Jesaja zoog een paar maanden dwangmatig aan Fopspenen. Maar nadat ze zijn slaap begonnen te verpesten — hij werd wakker als ze uit elkaar vielen — braken we hem. En na een dag merkte hij het nauwelijks. Hij hoefde niet meer zoveel te zuigen. Hij was veranderd. En we hadden het overleefd.

als Fopspenen goedaardig of zelfs heilzaam zijn, is het moeilijk om niet te voelen dat wat het hedendaagse debat over Fopspenen doordringt, een fundamenteel wantrouwen jegens de ouders is: de angst dat Fopspenen ouders in staat zullen stellen zich van hun kinderen los te maken — om een koud, industrieel object te vervangen door een warme huid en lief gefluister en een stabiele hartslag. Het is een moderne versie van Lindner ‘ s worst-case scenario. Maar ik zou graag denken dat terwijl Jesaja een fopspeen gebruikte, we meer van onszelf hadden om hem te geven: schreeuwen put ouderlijke liefde uit; het versterkt haar niet.

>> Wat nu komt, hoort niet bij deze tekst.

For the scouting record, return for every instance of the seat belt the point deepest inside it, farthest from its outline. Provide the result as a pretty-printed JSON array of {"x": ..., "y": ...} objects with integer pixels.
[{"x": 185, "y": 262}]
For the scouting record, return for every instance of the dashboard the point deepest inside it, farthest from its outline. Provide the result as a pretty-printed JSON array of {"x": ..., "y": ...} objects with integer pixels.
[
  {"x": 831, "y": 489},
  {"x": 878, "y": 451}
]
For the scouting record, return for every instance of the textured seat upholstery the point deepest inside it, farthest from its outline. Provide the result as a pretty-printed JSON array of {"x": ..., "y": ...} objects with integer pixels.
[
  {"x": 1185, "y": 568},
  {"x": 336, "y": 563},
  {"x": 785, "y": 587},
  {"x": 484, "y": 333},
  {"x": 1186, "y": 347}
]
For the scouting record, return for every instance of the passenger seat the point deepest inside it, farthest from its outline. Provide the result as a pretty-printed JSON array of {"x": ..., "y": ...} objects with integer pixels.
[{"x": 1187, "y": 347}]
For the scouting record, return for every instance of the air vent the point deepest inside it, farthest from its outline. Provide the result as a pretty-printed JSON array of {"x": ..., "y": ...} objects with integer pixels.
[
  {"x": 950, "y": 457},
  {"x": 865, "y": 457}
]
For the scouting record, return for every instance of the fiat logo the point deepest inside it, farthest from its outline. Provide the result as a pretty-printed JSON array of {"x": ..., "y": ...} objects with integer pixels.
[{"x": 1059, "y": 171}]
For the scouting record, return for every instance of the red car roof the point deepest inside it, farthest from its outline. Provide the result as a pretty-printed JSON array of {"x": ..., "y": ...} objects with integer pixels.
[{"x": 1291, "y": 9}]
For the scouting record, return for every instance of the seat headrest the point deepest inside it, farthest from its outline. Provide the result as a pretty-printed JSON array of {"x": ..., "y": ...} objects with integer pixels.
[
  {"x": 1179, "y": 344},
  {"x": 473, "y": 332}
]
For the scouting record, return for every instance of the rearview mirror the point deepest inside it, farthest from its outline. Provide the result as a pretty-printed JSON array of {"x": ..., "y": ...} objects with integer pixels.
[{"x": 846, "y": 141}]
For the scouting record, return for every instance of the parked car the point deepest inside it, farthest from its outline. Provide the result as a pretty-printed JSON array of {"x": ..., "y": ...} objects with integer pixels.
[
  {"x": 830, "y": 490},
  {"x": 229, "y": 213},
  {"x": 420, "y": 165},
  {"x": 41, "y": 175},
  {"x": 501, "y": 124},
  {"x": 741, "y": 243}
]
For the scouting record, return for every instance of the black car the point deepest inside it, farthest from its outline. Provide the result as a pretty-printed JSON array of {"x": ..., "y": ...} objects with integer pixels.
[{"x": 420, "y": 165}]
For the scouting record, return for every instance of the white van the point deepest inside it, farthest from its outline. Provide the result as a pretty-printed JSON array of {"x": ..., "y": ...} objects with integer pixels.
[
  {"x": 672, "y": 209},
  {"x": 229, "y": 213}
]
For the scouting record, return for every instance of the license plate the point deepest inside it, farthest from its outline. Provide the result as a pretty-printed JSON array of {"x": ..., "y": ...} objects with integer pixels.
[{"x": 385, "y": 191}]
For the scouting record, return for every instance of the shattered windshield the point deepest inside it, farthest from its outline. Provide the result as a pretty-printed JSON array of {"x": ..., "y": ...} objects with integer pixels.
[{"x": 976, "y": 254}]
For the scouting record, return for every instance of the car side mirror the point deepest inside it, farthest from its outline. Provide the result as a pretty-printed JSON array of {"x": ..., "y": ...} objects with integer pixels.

natuurlijk kan het huidige onderzoek naar Fopspenen gebrekkig blijken te zijn. Of misschien zullen te veel ouders te veel vertrouwen op Fopspenen. Of wie weet. Maar totdat dat gebeurt, zou het leuk zijn voor ouders — tenminste voor ouders zoals ik, mensen die instinctief, mysterieus allergisch zijn voor het idee van fopspenen — om te horen dat hun beslissing misschien niet veel uitmaakt. Al te lang, hoe baby ‘ s zuigen heeft veel te veel belang.Nicholas Day is een freelance schrijver die woont in New Haven, Conn.

Geef een antwoord

Het e-mailadres wordt niet gepubliceerd.